From: Trond Myklebust <trond.myklebust@fys.uio.no>
Subject: Re: "sync" mount option semantics
Date: Wed, 05 Mar 2008 14:44:14 -0500
Message-ID: <1204746254.5035.22.camel@heimdal.trondhjem.org>
References: <9DC7FC7A-41B0-43C6-9759-8DF253C47EEE@oracle.com>
	 <1204740788.3356.9.camel@heimdal.trondhjem.org>
	 <7915C1E7-A21C-4A6A-90CD-8E63E68FD780@oracle.com>
Mime-Version: 1.0
Content-Type: text/plain
Cc: NFS list <linux-nfs@vger.kernel.org>
To: Chuck Lever <chuck.lever@oracle.com>
In-Reply-To: <7915C1E7-A21C-4A6A-90CD-8E63E68FD780@oracle.com>
Sender: linux-nfs-owner@vger.kernel.org


On Wed, 2008-03-05 at 14:25 -0500, Chuck Lever wrote:
> On Mar 5, 2008, at 1:13 PM, Trond Myklebust wrote:
> > On Tue, 2008-03-04 at 18:15 -0500, Chuck Lever wrote:
> >> Hi Trond-
> >>
> >> I have kind of an academic question.
> >>
> >> When an NFS file system is mounted with the "sync" option, only
> >> writes via sys_write appear to be affected.  Writes via mmap or pages
> >> dirtied via a loopback device are not affected at all.
> >>
> >> Similarly, O_SYNC only appears to affect sys_write and not mmap or
> >> loopback.
> >>
> >> Is this the desired behavior?  If so, why not include cached writes?
> >> Should we document this in nfs(5)?
> >
> > What does it mean to have "synchronous writes with mmap"? I'm not sure
> > that I really understand your concern: mmap is by its very nature
> > asynchronous. AFAIK, the only guarantee you have w.r.t.  
> > synchronicity is
> > that msync(MS_SYNC) can only complete once the data is on disk.
> 
> Well, one way these are different is that the client still generates  
> multi-page UNSTABLE writes for mmap files when the "sync" option is  
> in effect, while for files written via write(2) the request is broken  
> into a sequence of single page NFS writes on the wire.

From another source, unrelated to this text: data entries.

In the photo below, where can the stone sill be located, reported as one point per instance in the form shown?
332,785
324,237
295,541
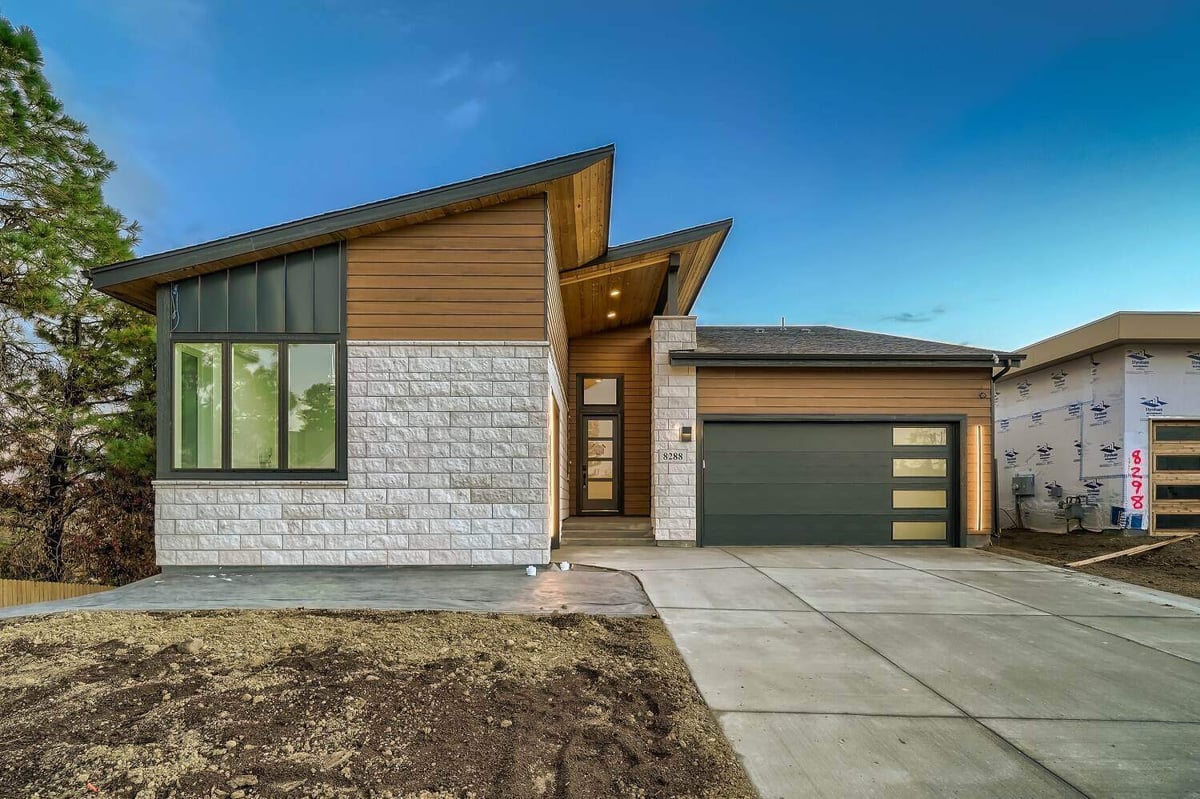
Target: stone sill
267,482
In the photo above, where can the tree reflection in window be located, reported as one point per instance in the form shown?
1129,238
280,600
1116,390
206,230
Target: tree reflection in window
255,407
312,407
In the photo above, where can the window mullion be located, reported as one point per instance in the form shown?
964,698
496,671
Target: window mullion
226,406
285,462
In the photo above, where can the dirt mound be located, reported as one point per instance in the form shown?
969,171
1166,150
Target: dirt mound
1174,568
359,704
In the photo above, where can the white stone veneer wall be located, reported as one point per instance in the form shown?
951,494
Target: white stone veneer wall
672,406
447,464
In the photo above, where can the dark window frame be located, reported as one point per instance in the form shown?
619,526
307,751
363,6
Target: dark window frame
227,340
165,396
617,412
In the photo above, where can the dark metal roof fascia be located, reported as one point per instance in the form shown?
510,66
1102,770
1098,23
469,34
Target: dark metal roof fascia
335,221
691,358
643,246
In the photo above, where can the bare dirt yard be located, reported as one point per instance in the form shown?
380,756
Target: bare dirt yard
295,703
1174,568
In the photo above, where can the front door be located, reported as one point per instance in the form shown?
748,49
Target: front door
600,463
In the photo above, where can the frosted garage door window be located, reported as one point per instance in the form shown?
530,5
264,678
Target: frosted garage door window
918,467
196,416
918,437
918,498
255,407
312,406
918,530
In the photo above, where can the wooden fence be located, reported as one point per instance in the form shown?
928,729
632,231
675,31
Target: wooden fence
23,592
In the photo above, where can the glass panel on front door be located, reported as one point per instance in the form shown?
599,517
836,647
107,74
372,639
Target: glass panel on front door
600,470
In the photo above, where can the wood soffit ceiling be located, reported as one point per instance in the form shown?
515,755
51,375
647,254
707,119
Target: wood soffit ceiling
637,272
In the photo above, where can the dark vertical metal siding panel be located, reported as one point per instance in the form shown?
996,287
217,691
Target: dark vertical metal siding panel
244,299
215,302
162,382
270,295
187,305
328,288
299,290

Nope, I can't see that this is the case. Where do we enforce stable
writes for the sync mount option?

AFAIK, the writeout in the O_SYNC/IS_SYNC case is enforced using
nfs_do_fsync(), which again calls nfs_wb_all() in the usual manner.
There is nothing there that enforces stable writes...

> > Ditto really for the loopback device. Its semantics are those of a  
> > block
> > device, and so I really don't see what guarantees we're violating  
> > by not
> > using synchronous writes at the NFS level.
> 
> Except that when you issue a write to a real block device, there is  
> an expectation that the written data appears immediately on the  
> disk.  The current loopback implementation aggressively caches  
> writes, which is nice for performance, but can be a little  
> problematic when write ordering is a requirement for the emulated  
> device.
> 
> This is a problem, for example, when a journalled ext3 file system  
> lives on a loopback device.  There is no way to guarantee write  
> ordering between data, metadata, and journal writes to the loopback  
> device.  If the writer crashes before it can issue a barrier or  
> flush, the file system stored in the backing file is toast.  Or, if  
> someone is, for example, trying to back up the backing file, the  
> backup is worthless.
> 
> Note: I think it's a problem for a loopback device on any file  
> system, but I'm just trying to clarify the expected behavior for  
> NFS.  It certainly may be the case that the loopback implementation  
> is entirely at fault here.
> 
> So, the connection is that loopback uses the same mechanism as mmap'd  
> writes to push data to the server.

Again, it seems to me that it is up to the loopback driver to signal to
the VM when it wants writeout to start. If it does so before the user
closes the file, then ordinary NFS close-to-open semantics apply, but if
not, then I fail to see how we can fix anything in the NFS layer.